Feature Column Support in SQLFlow XGBoost models

Overall

SQLFlow extends SQL grammar to support data pre-processing using COLUMN clauses. For example, we can use CATEGORY_HASH to parse a string column to an integer column, which is usually a common data pre-processing operation in NLP tasks.

SELECT string_column1, int_column2, class FROM xgboost.gbtree
TO TRAIN XGBoostModel
COLUMN INDICATOR(CATEGORY_HASH(string_column1, 10)), int_column2
LABEL class 
INTO sqlflow_xgboost_model.my_model;

Currently, COLUMN clauses are supported in SQLFlow TensorFlow models. The COLUMN clauses are transformed into TensorFlow feature column API calls inside SQLFlow codegen implementation.

However, XGBoost has no similar feature column APIs as TensorFlow. Currently, XGBoost models can only support simple column names like c1, c2, c3 in COLUMN clauses, and any data pre-processing is not supported. It makes that we cannot use XGBoost to train models which accept string column as their input.

This design explains how SQLFlow supports feature columns in XGBoost model.

Supported feature column in TensorFlow models

SQLFlow COLUMN clauses support the following listed feature columns, and they are implemented by TensorFlow APIs.

SQLFlow keywords	TensorFlow API	Description
DENSE	tf.feature_column.numeric_column	Raw numeric feature column without any pre-processing
BUCKET	tf.feature_column.bucketized_column	Transform input integer to be the bucket id divided by boundaries
CATEGORY_ID	tf.feature_column.categorical_column_with_identity	Identity mapping of integer feature column
CATEGORY_HASH	tf.feature_column.categorical_column_with_hash_bucket	Using hash algorithm to map string or integer to category id
SEQ_CATEGORY_ID	tf.feature_column.sequence_categorical_column_with_identity	Sequence data version of CATEGORY_ID
CROSS	tf.feature_column.crossed_column	Combine multiple category features using hash algorithm
INDICATOR	tf.feature_column.indicator_column	Transform category id to multi-hot representation
EMBEDDING	tf.feature_column.embedding_column	Transform category id to embedding representation

Feature column design in XGBoost models

The training process of XGBoost model inside SQLFlow are as follows:

Step 1: Read data from database. Call the db.db_generator() method to return a Python generator which yields each row in database.
Step 2: Dump SVM file. Call the dump_dmatrix() method to write the raw data into an SVM file. This file is ready to be loaded as XGBoost DMatrix.
Step 3: Training. Load the dumped file to be XGBoost DMatrix and start to train. The training process is performed by calling xgboost.train APIs.

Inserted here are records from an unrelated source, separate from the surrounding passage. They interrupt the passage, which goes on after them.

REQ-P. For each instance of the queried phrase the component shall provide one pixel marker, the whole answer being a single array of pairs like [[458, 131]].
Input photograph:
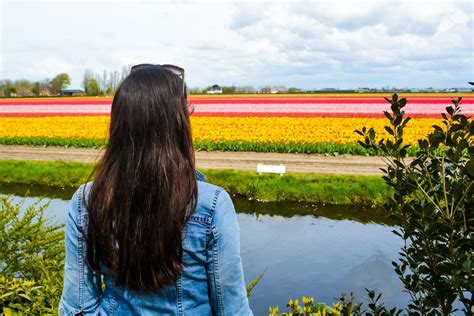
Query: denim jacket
[[212, 281]]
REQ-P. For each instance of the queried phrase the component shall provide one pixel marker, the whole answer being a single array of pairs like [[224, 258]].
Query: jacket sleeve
[[227, 290], [82, 286]]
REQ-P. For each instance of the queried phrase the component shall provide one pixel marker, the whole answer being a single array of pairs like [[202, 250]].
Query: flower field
[[306, 124]]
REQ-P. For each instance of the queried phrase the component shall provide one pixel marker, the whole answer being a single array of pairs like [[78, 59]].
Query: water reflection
[[307, 249]]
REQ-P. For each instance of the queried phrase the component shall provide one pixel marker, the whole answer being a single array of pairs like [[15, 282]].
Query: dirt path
[[344, 164]]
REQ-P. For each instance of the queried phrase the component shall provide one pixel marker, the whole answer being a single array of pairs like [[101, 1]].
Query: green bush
[[31, 259], [433, 205]]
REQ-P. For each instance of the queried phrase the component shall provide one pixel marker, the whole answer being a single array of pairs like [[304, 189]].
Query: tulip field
[[263, 123]]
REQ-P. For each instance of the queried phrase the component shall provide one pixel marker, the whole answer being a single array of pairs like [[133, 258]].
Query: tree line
[[26, 88], [93, 84]]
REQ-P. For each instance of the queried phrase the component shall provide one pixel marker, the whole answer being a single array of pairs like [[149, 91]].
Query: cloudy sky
[[307, 44]]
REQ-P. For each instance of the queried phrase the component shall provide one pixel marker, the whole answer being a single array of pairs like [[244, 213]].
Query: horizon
[[309, 45]]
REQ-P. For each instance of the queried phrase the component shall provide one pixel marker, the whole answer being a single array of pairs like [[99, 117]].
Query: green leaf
[[254, 283], [389, 130], [402, 102], [470, 167]]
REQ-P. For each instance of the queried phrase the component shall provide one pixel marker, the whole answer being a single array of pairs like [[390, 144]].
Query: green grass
[[322, 189], [200, 145]]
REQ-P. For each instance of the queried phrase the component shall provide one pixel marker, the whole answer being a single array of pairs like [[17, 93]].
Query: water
[[319, 252]]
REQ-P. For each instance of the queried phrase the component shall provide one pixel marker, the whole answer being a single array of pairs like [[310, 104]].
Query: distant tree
[[228, 90], [92, 88], [114, 81], [59, 82], [293, 90], [126, 71], [35, 89], [23, 87], [6, 88]]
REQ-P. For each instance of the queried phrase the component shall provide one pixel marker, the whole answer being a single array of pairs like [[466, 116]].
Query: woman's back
[[162, 240], [211, 282]]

As discussed in COLUMN clause for XGBoost, there are 3 candidate ways to support feature column in XGBoost models:

Method 1. Perform feature column transformation during step 1 and step 2. Data pre-processing can be done before dumping to SVM file. This method is suitable for offline training (both standalone and distributed), prediction and evaluation, since same transformation Python codes can be generated in both training, prediction and evaluation. But it is not suitable for online serving, because online serving usually uses other libraries or languages (like C++/Java), which does not support the transformation codes we generate in SQLFlow Python codes.
Method 2. Modify the training iteration of XGBoost, and insert transformation codes during each iteration. But it is not easy to modify the training iteration of XGBoost. Moreover, it is also not suitable for online serving for the same reason as method 1.
Method 3. Combine data pre-processing and model training as a sklearn pipeline. Since sklearn pipeline can be saved as a PMML file by sklearn2pmml or Nyoka, this method is suitable for standalone training, offline prediction, offline evaluation and online serving. Distributed training of sklearn pipeline can be performed using Dask. However, distributed training pipeline cannot be saved as a PMML file directly. It is because Dask does not use but mocks native sklearn APIs to build a pipeline, and these mocked APIs cannot be saved. Another problem is that sklearn pipeline only supports very few data pre-processing transformers. For example, hashing a string to a single integer is not supported in sklearn. Of course, we can add more data pre-processing transformers, but these new added transformers cannot be saved as a PMML file.

In summary, one of the most critical things is how data pre-processing transformers can be saved for online serving. After investigating the online serving platform in the company (Arks, etc), data pre-processing steps are usually not saved in PMML or Treelite files. The online serving platform provides plugins for users to choose their data pre-processing steps instead of loading them from PMML or Treelite files. Therefore, we prefer to choose Method 1 to implement feature column in XGBoost models.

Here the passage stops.